What is shallow work?
It is non-cognitively demanding, logistical-style tasks, often performed while distracted. These efforts tend not to create much new value in the world and are easy to replicate.
What is deep work?
Professional activities performed in a state of distraction-free concentration that push your cognitive capabilities to their limit.
Ideas from the book
-
The central idea in the book is that to produce anything of significant value you have to batch hard but important work into long, uninterrupted chunks.
-
He mentions although deep work is very rare and valuable the environments at work don’t promote it. He criticises Facebook’s open office plan saying that it diminishes all possibility of any deep work. He advocates something called a Bionic office.
-
He says that you can’t perform deep work for more than 4 hours in a day and then you have enough time for shallow work (replying to emails, meetings, browsing internet, social media).
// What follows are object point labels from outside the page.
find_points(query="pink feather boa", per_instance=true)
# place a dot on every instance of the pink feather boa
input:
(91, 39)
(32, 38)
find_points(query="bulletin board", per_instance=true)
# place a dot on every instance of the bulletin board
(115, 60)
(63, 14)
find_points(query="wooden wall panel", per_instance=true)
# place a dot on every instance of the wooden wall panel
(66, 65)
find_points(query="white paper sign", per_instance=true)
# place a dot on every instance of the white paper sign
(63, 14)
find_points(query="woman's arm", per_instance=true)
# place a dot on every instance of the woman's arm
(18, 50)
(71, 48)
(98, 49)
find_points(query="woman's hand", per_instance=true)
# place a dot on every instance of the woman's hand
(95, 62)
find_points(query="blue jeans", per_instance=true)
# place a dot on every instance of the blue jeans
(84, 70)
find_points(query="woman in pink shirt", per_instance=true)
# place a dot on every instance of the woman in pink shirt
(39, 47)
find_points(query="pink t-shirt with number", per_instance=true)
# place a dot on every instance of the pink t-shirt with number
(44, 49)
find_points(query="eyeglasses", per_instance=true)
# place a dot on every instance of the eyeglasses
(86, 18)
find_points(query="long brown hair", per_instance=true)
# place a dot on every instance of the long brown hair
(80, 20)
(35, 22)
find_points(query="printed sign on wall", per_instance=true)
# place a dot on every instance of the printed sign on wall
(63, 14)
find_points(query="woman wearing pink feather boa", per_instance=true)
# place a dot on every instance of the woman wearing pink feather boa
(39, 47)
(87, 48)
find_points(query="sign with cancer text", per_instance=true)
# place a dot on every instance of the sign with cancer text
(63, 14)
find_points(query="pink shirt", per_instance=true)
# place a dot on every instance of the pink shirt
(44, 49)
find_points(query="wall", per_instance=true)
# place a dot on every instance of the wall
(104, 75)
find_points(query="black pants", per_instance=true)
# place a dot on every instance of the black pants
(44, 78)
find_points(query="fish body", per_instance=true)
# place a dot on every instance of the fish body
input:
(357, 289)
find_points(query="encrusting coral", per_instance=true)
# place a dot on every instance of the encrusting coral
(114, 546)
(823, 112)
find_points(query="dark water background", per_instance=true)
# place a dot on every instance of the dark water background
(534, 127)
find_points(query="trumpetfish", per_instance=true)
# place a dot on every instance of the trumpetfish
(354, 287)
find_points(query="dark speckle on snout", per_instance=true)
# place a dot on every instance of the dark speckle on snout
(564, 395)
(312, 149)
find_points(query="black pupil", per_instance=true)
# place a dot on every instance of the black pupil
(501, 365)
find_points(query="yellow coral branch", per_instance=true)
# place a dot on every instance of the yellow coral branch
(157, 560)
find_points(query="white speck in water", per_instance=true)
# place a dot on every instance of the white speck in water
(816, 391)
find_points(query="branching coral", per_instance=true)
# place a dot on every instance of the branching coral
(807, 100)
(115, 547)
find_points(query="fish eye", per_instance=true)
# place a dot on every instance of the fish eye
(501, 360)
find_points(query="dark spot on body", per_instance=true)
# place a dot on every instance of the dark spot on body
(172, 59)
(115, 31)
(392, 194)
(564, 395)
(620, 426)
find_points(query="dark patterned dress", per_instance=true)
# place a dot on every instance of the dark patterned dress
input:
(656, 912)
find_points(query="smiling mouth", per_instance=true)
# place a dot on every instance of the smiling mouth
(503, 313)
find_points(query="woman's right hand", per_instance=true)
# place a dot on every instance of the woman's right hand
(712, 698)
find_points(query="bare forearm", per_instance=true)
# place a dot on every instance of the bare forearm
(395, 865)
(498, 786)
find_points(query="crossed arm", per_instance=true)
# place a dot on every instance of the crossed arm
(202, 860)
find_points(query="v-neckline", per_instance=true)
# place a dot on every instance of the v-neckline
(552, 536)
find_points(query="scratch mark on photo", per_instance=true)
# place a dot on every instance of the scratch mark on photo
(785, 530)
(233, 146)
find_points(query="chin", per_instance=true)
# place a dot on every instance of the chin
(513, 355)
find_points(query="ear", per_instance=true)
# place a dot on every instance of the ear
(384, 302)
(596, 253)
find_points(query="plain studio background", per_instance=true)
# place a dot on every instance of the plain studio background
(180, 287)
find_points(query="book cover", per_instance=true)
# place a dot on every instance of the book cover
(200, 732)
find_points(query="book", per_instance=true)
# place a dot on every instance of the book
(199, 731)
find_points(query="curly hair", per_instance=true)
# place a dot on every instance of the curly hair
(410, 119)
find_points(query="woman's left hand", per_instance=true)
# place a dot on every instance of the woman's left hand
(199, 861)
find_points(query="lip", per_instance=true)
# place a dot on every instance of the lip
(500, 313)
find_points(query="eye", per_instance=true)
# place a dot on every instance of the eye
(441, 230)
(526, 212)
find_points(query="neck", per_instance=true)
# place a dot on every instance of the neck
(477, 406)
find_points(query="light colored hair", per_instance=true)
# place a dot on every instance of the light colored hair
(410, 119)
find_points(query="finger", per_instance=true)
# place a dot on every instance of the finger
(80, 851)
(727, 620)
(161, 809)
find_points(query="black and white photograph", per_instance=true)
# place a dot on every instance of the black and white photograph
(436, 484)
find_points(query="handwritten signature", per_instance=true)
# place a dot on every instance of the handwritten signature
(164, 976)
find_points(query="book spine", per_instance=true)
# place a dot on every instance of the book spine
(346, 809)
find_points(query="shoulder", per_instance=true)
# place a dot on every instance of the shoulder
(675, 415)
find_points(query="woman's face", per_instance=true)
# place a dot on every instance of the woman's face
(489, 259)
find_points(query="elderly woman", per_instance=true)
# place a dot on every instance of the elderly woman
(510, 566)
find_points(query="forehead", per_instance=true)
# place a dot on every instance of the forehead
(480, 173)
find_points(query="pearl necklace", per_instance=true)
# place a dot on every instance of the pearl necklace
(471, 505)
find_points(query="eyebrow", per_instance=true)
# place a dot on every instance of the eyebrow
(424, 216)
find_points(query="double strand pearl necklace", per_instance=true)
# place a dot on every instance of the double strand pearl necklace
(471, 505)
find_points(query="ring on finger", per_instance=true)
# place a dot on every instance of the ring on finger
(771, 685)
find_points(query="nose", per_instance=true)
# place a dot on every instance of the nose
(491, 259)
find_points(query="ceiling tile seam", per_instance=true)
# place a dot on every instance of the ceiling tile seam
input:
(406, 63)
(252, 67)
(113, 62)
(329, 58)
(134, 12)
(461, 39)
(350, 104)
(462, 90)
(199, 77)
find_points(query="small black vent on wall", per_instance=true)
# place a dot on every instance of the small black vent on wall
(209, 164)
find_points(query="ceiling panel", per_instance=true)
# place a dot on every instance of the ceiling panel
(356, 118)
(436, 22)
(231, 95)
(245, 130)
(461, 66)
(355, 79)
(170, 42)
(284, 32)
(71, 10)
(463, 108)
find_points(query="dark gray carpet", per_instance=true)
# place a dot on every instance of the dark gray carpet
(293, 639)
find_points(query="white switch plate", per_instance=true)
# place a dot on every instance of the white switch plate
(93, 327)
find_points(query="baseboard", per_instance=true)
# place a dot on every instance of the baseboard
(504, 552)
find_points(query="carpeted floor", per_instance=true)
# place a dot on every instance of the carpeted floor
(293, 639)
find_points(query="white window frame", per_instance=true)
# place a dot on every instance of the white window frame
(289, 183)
So it’s good to get the deep work done early in the day.
a) He also advocates something called fixed-schedule productivity where you stop working say after 7 pm until next day. That helps drain the shallow things from his schedule.
b) He mentions how he has been successful publishing papers even though he doesn’t work past 5pm on weekdays (starts at 8am) and on weekdays.
c) He mentions how fixed-schedule productivity can help you recharge for the next day and how in work done after work hours you are anyway not very productive. -
Embrace boredom - a) He mentions that when we are stuck on hard problem and can’t make progress, we quickly turn to browsing and other shallow work.
b) That is because we can’t embrace boredom. This is also true say when you are waiting for a bus for 5 mins and you quickly pull out your mobile phone.
c) So what he instead mentions is something like a Pomodoro technique or stipulated time (say 45 mins) called internet blocks for which you don’t check the internet when you are working on something. He says take brakes from focus, not from distraction. -
Quit Social Media - This is a more radical idea though I will still mention his point of view here.
He says that most people take an any-benefit approach to social media whereas we should be taking more of a craftsman approach.
a) The any-benefit approach: you’re justified in using a network tool if you can identify any possible benefit to its use, or anything you might possibly miss out on if you don’t use it. The problem is this approach ignores negatives.
b) The craftsman approach: identify the core factors that determine success and happiness for you, adopt a tool only if its positive impacts outweigh its negative impacts.
I feel I have to read it a couple of times more and put these into practice, which is the hard part because of bad habits.